* 8 August 1897 in Weißenfels/ Saale; † 1974 in Berlin
In paintings and drawings Rudolf Ausleger frequently moves over the borderline between realism and abstraction. With special intensity, Rudolf Ausleger devotes himself to still life.
During his military service in Berlin in 1916, Ausleger meets Georg Tappert, one of the major artists of German Expressionism and co-founder of the November Group. Tappert supports Ausleger in his desire to become a painter. In preparation for his studies, Ausleger attends the private Reimann-Schule in Berlin, where Tappert teaches. Later he studies at the Staatliche
Kunstschule, with Tappert and the painter Bernhard Hasler. His pedagogical tutors are the painters Otto and Rudolf Möller. In 1922 he takes his degree as an art teacher and starts to work as a teacher. From 1923 on, he spends his summer holidays with Otto Möller in the Pomeranian painters’ colony Rügenwaldermünde, where he makes friends with Arthur Segal, too. From 1920 to 1932, he regularly presents works of art in the November Group’s division of the Große Berliner Kunstausstellung.
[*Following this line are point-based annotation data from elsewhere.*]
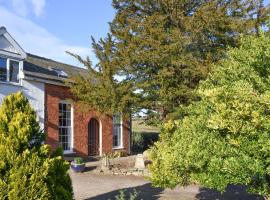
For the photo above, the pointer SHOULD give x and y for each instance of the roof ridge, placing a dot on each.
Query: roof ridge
(51, 60)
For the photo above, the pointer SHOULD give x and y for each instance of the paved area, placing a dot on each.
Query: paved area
(103, 187)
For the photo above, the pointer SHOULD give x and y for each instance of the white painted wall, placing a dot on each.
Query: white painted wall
(34, 91)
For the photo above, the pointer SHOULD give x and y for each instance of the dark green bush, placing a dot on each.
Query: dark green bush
(142, 141)
(27, 168)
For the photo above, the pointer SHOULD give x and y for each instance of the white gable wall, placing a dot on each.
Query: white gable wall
(6, 45)
(34, 91)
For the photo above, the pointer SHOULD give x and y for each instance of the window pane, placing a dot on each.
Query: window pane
(14, 71)
(65, 126)
(3, 69)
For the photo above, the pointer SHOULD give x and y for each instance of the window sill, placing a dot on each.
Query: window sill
(68, 152)
(10, 83)
(118, 148)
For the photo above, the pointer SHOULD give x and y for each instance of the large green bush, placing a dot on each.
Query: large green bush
(142, 141)
(27, 170)
(225, 137)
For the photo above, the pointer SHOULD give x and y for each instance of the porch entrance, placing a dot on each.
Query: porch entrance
(93, 137)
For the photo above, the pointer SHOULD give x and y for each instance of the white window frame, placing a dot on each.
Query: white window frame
(121, 134)
(71, 126)
(8, 70)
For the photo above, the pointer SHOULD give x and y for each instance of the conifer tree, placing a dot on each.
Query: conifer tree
(27, 170)
(163, 48)
(100, 87)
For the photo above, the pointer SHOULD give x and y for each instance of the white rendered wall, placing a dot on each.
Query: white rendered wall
(34, 91)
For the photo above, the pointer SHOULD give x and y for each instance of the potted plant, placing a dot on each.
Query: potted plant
(78, 165)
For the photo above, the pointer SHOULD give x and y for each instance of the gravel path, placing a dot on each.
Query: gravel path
(103, 187)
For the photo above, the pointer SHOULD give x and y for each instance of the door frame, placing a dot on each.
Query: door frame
(99, 134)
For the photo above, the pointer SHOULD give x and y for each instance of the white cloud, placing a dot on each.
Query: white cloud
(38, 6)
(37, 40)
(26, 7)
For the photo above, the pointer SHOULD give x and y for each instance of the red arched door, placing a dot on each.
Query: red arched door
(93, 137)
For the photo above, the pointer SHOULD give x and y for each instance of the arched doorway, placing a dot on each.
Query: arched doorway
(93, 137)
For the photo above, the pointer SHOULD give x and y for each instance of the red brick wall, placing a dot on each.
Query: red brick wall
(81, 117)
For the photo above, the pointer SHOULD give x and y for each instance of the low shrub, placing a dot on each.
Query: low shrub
(142, 141)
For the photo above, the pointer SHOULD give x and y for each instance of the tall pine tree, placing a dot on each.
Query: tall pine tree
(163, 48)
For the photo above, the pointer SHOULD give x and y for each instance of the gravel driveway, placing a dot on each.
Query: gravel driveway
(103, 187)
In 1922, he joins the November Group. He participates in the “Juryfreie Kunstausstellung” and shows his paintings i. a. at the gallery Gurlitt. In the time of National Socialism, his works are regarded as “degenerate”. He is banned from taking part in exhibitions, and he works as an art teacher. During World War II, a large part of his work is destroyed. From 1947 on he participates in exhibitions in Berlin and other German cities. In 1949 he is appointed lecturer of fine arts at the Berlin Pädagogische Hochschule, where he teaches until 1967.